何者かが仙花の足首をガッチリと捕まえ、強い力で引っ張っている。
スポンッ と地底の部屋の天井から下に落っこちた仙花を、生暖かい大きな動物がガシッと受け止めた。
まるで大きなペンギンなのに羽の先には人間の大きな手がついている。相撲取りみたいな図太い脚さえついている。
「キモッ! 私を放しなさいよ」
仙花は暴れてペンギンの化け物に厳しい口調でそう言うと、化け物は優しくそっと仙花を下に立たせた。
「あっ! 仙花! どうしてここへ来たんだ?」
ペンギンの化け物は仙花の顔をまじまじと見つめ、野太い声でそう言った。
「あんた、まさか、ゴリオなの?」
ゴリオは仙花のカレシの名前だ。
ペンギンの化け物は、少しオロオロしながら説明した。
「今はもうゴリオではない。魔女にゴリギンと名付けられた。ゴリオとペンギンが混ぜこぜになったから、名前も混ぜられたんだ。それより仙花はなぜ、こんなところへ来た?」
「決まってるでしょ。あんたに貸したお金を返してもらいに来たのよ。4万円。今すぐキッチリ返してちょうだい」
仙花は怯えるゴリギンに迫った。
「金なんかある訳ないじゃないか。この姿を見ればわかるだろう」
「じゃあ、仕方ない。金を返せないなら、その代わりに、あんたに頼みたいことがある。私、魔女になりたいの。あなたが口添えして、そのことを魔女に頼んでちょうだい」
「何だって?魔女になりたい?恐ろしい。前から仙花は怖い一面があったけど、まさかそこまで異常な人間だったとは・・・」
「ごちゃごちゃ言ってないで早く私を魔女のところへ連れて行って。そしてゴリギンのたっての頼みで私を魔女の弟子にしてほしいとお願いしてちょうだい」
仙花とゴリギンが、そんなやり取りをしていると・・・
お~っほっほっほ・・・ ふふふふふっ・・・
ゴリギンの巨体の向こうから、さっきの女の笑い声がする。
その声を聞いたゴリギンは、デカい図体のくせに、ビビッてどこかへ姿を消してしまった。

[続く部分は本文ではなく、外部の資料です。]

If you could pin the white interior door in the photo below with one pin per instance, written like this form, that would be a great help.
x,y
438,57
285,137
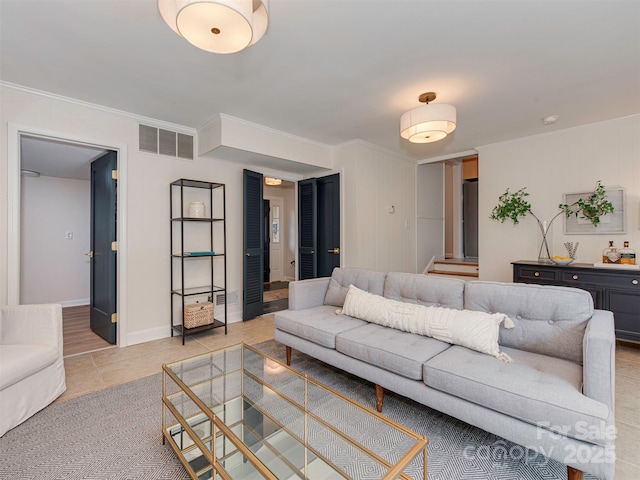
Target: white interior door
x,y
276,219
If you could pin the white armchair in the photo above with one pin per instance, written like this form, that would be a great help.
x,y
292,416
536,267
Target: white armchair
x,y
31,364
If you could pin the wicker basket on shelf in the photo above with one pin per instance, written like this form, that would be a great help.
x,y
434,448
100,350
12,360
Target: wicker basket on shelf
x,y
198,314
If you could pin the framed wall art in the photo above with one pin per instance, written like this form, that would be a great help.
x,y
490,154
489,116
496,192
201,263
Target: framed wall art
x,y
612,223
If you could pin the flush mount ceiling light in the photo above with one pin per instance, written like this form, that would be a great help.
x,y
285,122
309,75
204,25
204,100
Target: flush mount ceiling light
x,y
274,182
220,26
428,123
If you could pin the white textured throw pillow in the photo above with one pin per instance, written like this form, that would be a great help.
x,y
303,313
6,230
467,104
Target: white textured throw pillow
x,y
475,330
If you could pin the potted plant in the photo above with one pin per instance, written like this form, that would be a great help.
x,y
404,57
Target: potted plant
x,y
514,205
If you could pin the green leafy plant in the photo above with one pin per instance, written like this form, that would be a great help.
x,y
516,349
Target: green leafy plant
x,y
514,206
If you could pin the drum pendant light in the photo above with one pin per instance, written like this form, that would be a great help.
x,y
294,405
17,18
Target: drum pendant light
x,y
428,123
220,26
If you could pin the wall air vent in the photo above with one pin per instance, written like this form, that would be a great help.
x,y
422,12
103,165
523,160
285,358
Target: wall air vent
x,y
165,142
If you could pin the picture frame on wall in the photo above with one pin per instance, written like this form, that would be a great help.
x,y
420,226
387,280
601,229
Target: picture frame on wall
x,y
612,223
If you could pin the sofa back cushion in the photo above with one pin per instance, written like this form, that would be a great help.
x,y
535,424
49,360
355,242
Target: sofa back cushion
x,y
428,290
367,280
548,320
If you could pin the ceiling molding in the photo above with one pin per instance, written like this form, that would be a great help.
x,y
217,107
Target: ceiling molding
x,y
450,156
121,113
270,130
387,151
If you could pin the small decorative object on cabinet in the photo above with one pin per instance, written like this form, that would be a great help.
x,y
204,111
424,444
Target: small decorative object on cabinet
x,y
198,257
616,290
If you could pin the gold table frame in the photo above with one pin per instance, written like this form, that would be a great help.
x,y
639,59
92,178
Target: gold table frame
x,y
195,398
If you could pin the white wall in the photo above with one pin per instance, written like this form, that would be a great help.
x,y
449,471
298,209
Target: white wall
x,y
54,269
374,180
550,165
430,209
147,178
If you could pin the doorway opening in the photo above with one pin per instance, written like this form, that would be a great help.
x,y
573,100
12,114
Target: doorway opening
x,y
448,217
48,239
279,244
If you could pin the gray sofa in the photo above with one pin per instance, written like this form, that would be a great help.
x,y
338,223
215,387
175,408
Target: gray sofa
x,y
556,397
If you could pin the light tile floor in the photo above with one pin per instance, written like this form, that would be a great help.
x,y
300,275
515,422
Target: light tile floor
x,y
94,371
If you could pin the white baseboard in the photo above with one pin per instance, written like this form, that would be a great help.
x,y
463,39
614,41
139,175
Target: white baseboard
x,y
149,335
74,303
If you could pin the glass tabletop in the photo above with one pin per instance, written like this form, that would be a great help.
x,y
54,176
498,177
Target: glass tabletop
x,y
237,413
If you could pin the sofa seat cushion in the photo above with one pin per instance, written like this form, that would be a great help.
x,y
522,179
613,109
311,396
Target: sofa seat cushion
x,y
535,388
394,350
318,324
17,362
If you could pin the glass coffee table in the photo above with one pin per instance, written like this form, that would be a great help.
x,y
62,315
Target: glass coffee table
x,y
237,413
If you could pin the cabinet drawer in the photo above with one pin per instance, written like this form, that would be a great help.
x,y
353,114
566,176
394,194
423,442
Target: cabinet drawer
x,y
630,281
536,274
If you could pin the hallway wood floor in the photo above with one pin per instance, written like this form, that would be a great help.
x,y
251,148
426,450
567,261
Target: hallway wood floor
x,y
77,336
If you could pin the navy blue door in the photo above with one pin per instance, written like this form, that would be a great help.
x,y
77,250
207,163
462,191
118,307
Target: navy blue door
x,y
328,221
103,247
318,226
307,238
253,258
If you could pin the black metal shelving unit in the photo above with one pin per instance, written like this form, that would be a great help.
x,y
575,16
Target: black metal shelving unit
x,y
181,256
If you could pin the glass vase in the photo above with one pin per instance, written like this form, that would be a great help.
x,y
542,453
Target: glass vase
x,y
545,239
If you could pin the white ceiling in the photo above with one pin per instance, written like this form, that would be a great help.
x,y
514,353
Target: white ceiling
x,y
332,71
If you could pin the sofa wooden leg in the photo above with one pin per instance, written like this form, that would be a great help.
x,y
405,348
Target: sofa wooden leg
x,y
573,473
379,397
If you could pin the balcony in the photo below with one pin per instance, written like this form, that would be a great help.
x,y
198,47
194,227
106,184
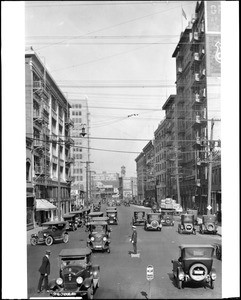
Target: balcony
x,y
69,160
69,122
54,114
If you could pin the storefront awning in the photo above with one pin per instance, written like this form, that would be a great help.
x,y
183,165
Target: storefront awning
x,y
42,204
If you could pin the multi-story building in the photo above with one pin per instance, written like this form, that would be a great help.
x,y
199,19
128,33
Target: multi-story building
x,y
80,133
48,144
141,176
198,61
160,160
150,183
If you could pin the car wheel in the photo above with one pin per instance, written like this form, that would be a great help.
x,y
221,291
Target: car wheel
x,y
66,238
49,240
90,293
212,284
179,283
33,241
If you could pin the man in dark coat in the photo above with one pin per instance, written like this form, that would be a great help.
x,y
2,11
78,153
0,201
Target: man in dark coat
x,y
134,239
44,272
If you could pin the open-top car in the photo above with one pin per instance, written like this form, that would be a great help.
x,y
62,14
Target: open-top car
x,y
194,264
139,218
71,219
79,217
112,216
209,224
99,236
193,212
167,217
77,276
153,221
187,224
52,231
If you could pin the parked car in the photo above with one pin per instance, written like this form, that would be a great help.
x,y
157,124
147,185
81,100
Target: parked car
x,y
209,224
52,231
139,218
80,217
168,217
112,216
147,203
193,212
194,264
71,219
218,250
187,224
78,278
99,236
153,221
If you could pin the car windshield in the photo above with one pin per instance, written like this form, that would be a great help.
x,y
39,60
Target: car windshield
x,y
97,228
198,252
81,262
153,217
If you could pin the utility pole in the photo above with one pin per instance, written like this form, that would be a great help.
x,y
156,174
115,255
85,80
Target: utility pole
x,y
210,169
59,187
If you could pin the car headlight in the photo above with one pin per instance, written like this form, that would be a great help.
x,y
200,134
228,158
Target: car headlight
x,y
59,281
79,280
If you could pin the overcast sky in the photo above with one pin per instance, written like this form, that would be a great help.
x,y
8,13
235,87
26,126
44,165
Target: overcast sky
x,y
71,38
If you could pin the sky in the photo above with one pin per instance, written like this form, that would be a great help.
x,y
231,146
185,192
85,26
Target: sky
x,y
111,44
144,66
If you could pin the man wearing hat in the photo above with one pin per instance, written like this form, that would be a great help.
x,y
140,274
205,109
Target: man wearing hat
x,y
134,239
44,272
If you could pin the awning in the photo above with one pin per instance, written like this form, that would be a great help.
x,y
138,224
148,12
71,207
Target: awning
x,y
42,204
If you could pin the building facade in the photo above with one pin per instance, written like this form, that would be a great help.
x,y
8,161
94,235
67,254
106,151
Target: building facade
x,y
197,102
48,144
80,132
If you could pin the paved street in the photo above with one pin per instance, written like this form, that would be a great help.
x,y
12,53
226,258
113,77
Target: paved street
x,y
124,277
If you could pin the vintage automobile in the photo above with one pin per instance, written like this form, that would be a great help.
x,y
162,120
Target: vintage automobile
x,y
80,217
92,215
52,231
112,216
147,203
139,218
71,219
99,236
218,250
168,217
194,264
78,278
155,207
193,212
209,224
187,224
153,221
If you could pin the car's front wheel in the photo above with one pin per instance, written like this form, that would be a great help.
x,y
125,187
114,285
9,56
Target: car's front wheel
x,y
49,240
90,293
33,241
179,283
66,238
212,284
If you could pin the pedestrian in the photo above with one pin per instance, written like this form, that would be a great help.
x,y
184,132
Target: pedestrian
x,y
44,272
133,239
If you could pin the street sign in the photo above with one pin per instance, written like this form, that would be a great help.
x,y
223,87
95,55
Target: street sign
x,y
149,272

ゴリギンが姿を消すと、それまで薄暗かった地底の部屋はパアッと明るくなった。
「なかなか気持ちのしっかりしたお嬢さんだねぇ。ほほほほっ。あなたの会いたがっている魔女は、この私よ」
仙花が驚いて声のする方へ振り向くと、ゆずちゃんが話していた通り、スタイル抜群、お色気ムンムンな絶世の美女が、鋭い視線でこちらを見ているではないか。